Through the above description of the embodiments, those skilled in the art can be understood that according to above-mentioned implementation The method of example can add the mode of required general hardware platform to realize by software, naturally it is also possible to by hardware, but a lot In the case of the former be more preferably embodiment.Based on such understanding, technical scheme is substantially in other words to existing The part that technology contributes can be embodied in the form of software product, and the computer software product is stored in a storage In medium (such as ROM/RAM, magnetic disc, CD), including some instructions to cause a station terminal equipment (can be mobile phone, calculate Machine, server, or network equipment etc.) method that performs each embodiment of the present invention.
Embodiment 2
A kind of device of real-time estimate airport security number is additionally provided in the present embodiment, and the device is above-mentioned for realizing Embodiment and preferred embodiment, repeating no more for explanation was carried out.As used below, term " module ", " list Member " can be the combination of the software and/or hardware of realizing predetermined function.Although device described by following examples preferably with Software is realized, but hardware, or software and hardware combination realization and may and be contemplated.
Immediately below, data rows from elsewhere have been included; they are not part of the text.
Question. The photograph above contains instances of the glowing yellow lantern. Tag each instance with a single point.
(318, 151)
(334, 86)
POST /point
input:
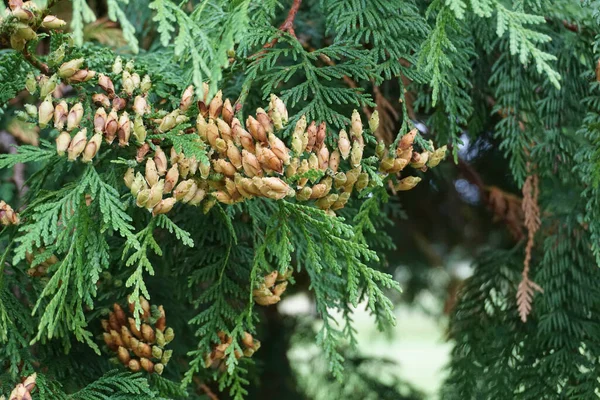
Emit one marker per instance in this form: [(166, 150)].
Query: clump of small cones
[(270, 290), (26, 19), (8, 216), (143, 347), (23, 390), (239, 161), (216, 358)]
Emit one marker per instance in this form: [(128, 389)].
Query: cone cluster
[(216, 358), (270, 290), (8, 216), (143, 347), (23, 19), (242, 163), (23, 390)]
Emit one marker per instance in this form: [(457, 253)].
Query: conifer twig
[(527, 287)]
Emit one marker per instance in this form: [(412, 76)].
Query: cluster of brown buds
[(8, 216), (39, 268), (140, 347), (216, 358), (23, 19), (270, 290), (23, 390)]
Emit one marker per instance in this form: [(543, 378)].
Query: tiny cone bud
[(127, 82), (52, 22), (380, 149), (134, 365), (407, 183), (151, 172), (362, 181), (74, 117), (140, 105), (250, 164), (216, 104), (145, 84), (169, 335), (312, 136), (437, 156), (129, 177), (92, 147), (234, 155), (117, 67), (161, 321), (323, 157), (8, 216), (184, 188), (256, 129), (62, 143), (167, 354), (264, 120), (159, 368), (45, 112), (68, 69), (356, 127), (148, 333), (124, 129), (212, 133), (292, 169), (106, 84), (321, 134), (344, 144), (187, 98), (201, 127), (100, 119), (31, 83), (119, 103), (142, 198), (77, 145), (227, 112), (245, 138), (101, 99), (171, 179), (356, 154), (139, 130), (47, 85), (407, 140), (60, 115), (334, 160), (419, 160), (224, 129), (123, 355), (82, 75), (160, 159)]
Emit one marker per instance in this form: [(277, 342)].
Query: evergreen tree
[(180, 168)]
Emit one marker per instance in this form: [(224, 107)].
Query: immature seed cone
[(100, 119), (62, 143), (82, 75), (8, 216), (52, 22), (344, 144), (45, 112), (187, 98), (101, 99), (69, 68), (74, 117), (60, 115), (92, 147), (216, 104)]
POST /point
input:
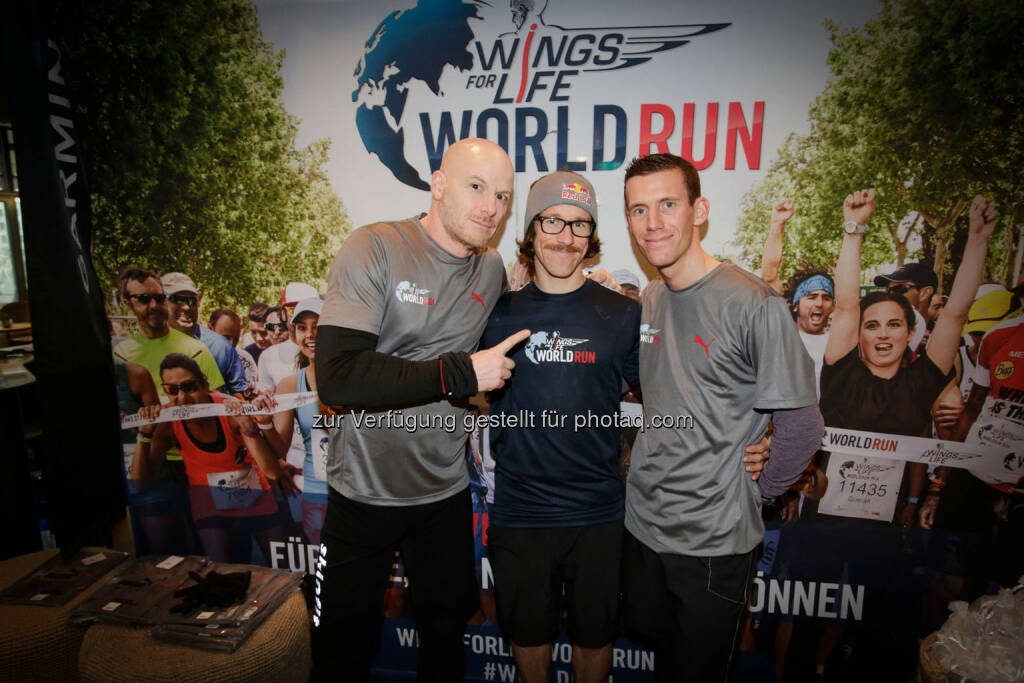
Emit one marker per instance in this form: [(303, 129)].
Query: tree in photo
[(925, 104), (193, 158)]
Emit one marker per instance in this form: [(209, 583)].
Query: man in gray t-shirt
[(406, 304), (719, 356)]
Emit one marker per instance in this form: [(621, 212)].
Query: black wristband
[(458, 377)]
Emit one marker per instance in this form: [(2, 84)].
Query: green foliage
[(924, 104), (192, 156)]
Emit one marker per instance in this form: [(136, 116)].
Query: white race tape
[(990, 464), (286, 401)]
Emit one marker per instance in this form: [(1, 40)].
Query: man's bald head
[(474, 151), (471, 196)]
Fig. 2 is the structural representation of the device of real-time estimate airport security number according to embodiments of the present invention, such as Fig. 2 institutes State, the device includes:
Pretreatment module 22, for carrying out including data cleansing, knot to the use data predicted for airport security number Structure processing and the pretreatment of Data Integration;
Characteristic extracting module 24, it is of coupled connections with pretreatment module 22, for including machine to the extraction of pretreated data History feature, flight feature and the passenger's future stroke characteristic of field safety check flow of the people;
Prediction module 26, it is of coupled connections with characteristic extracting module 24, for the feature of extraction to be inputted into multiple prediction submodules Type carries out airport security number prediction, and exports prediction result respectively;
Processing module 28, it is of coupled connections with prediction module 26, for the prediction result point to multiple prediction submodel outputs Do not assessed, assign each prediction submodel weighted value according to assessment result and form built-up pattern, and enter according to built-up pattern Row airport security number is predicted and the prediction result of output matching.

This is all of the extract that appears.